Nevertheless, Iraq's economy is growing strongly as it has the world fourth largest oil reserves and is one of the fastest-growing suppliers to global oil markets. The International Monetary Fund expects oil exports to increase to US$ 152 billion in 2018, while according to the Economist Intelligence Unit, Iraq’s economic growth will be over 9% on average in 2014-18.


But while in the long term Iraq could well afford to spend the billions of dollars required to revamp its railways, other problems need to be overcome before the rail sector can flourish again. Many traders prefer to transport their goods using private road haulage companies, who offer door‑to‑door services while most train stations are far from city centres. And the volatile security situation in parts of Iraq makes foreign companies wary of signing up to joint rail ventures


Future spending on railway reconstruction and development in Iraq is likely to be far lower than the hundreds of billions of dollars that its GCC neighbours are investing in an integrated railway network as well as light rail and urban metro projects, as they diversify their economies away from oil and gas and also position themselves as regional transport hubs.
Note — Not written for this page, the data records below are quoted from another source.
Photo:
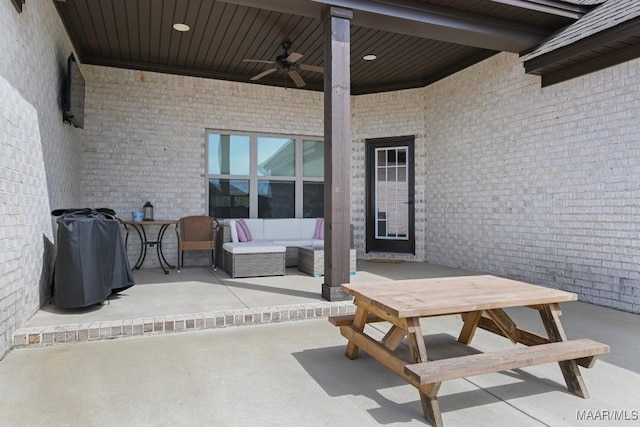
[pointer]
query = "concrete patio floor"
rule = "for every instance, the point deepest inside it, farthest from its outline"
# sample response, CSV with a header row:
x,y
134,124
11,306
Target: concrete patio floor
x,y
295,373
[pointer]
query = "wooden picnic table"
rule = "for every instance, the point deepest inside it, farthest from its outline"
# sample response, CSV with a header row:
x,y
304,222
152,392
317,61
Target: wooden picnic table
x,y
481,301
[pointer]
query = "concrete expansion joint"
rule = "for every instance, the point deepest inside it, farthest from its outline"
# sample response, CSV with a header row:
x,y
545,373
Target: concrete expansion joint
x,y
82,332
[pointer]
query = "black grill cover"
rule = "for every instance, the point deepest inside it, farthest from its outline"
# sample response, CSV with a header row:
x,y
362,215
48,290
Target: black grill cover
x,y
91,261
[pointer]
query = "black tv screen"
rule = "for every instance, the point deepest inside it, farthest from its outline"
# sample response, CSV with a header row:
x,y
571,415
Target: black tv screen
x,y
73,104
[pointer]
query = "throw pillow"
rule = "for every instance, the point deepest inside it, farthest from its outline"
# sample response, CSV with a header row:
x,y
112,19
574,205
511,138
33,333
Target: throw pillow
x,y
234,231
244,235
319,233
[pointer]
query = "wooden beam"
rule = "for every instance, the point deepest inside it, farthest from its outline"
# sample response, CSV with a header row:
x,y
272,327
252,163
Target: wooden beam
x,y
337,150
443,23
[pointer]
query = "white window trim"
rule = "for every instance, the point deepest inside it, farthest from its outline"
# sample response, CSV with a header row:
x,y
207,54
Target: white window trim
x,y
253,176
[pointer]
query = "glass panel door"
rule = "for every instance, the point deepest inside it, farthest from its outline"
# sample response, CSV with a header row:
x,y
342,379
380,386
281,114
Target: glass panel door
x,y
392,193
390,190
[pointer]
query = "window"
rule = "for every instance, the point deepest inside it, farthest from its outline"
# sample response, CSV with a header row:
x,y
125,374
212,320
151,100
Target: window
x,y
264,176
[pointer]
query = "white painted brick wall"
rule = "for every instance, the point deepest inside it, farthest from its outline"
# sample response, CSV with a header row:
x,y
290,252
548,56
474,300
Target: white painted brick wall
x,y
145,138
539,184
39,156
530,183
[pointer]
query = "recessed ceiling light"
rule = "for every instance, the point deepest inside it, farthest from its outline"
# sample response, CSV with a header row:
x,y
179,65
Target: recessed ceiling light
x,y
181,27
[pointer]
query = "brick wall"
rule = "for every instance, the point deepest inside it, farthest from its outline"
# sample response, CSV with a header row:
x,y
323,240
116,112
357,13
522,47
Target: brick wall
x,y
39,156
540,184
511,179
145,137
379,116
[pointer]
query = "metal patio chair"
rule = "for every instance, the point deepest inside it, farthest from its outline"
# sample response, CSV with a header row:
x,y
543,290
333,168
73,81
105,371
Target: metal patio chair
x,y
197,233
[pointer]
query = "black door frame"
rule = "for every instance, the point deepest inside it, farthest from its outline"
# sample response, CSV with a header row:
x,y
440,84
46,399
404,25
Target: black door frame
x,y
371,243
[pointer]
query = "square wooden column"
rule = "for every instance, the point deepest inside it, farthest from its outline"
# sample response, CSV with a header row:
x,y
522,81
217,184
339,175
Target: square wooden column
x,y
337,150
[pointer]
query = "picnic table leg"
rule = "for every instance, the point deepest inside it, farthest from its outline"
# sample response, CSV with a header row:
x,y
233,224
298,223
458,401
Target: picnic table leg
x,y
428,392
359,320
471,322
430,404
550,315
394,337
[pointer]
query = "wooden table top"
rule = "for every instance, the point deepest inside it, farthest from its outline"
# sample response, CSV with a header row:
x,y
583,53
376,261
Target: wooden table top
x,y
154,222
452,295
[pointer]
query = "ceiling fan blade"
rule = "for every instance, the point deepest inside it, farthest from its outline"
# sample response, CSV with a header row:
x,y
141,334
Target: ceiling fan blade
x,y
259,60
264,73
314,68
297,79
294,57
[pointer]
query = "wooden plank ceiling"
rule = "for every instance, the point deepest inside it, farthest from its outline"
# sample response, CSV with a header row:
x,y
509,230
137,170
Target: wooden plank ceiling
x,y
138,34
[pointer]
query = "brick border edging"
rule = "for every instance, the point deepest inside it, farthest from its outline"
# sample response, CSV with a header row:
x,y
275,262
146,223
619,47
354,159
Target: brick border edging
x,y
84,332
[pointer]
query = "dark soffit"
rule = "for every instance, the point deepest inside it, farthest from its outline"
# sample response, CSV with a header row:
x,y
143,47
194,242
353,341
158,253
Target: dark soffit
x,y
138,34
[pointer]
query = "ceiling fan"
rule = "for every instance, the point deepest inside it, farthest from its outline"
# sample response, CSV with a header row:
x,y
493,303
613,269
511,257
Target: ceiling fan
x,y
289,63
But project opportunities in Iraq’s rail sector could still add up to dozens of billions of dollars. As well as the supply of track, rolling stock, signalling and maintenance equipment, “investment in supporting facilities such as inter-modal container terminals and corporatization of operations under a unified management contract continue to be areas of interest for Iraq’s rail system,” according to a 2013 US government guide to Doing Business in Iraq.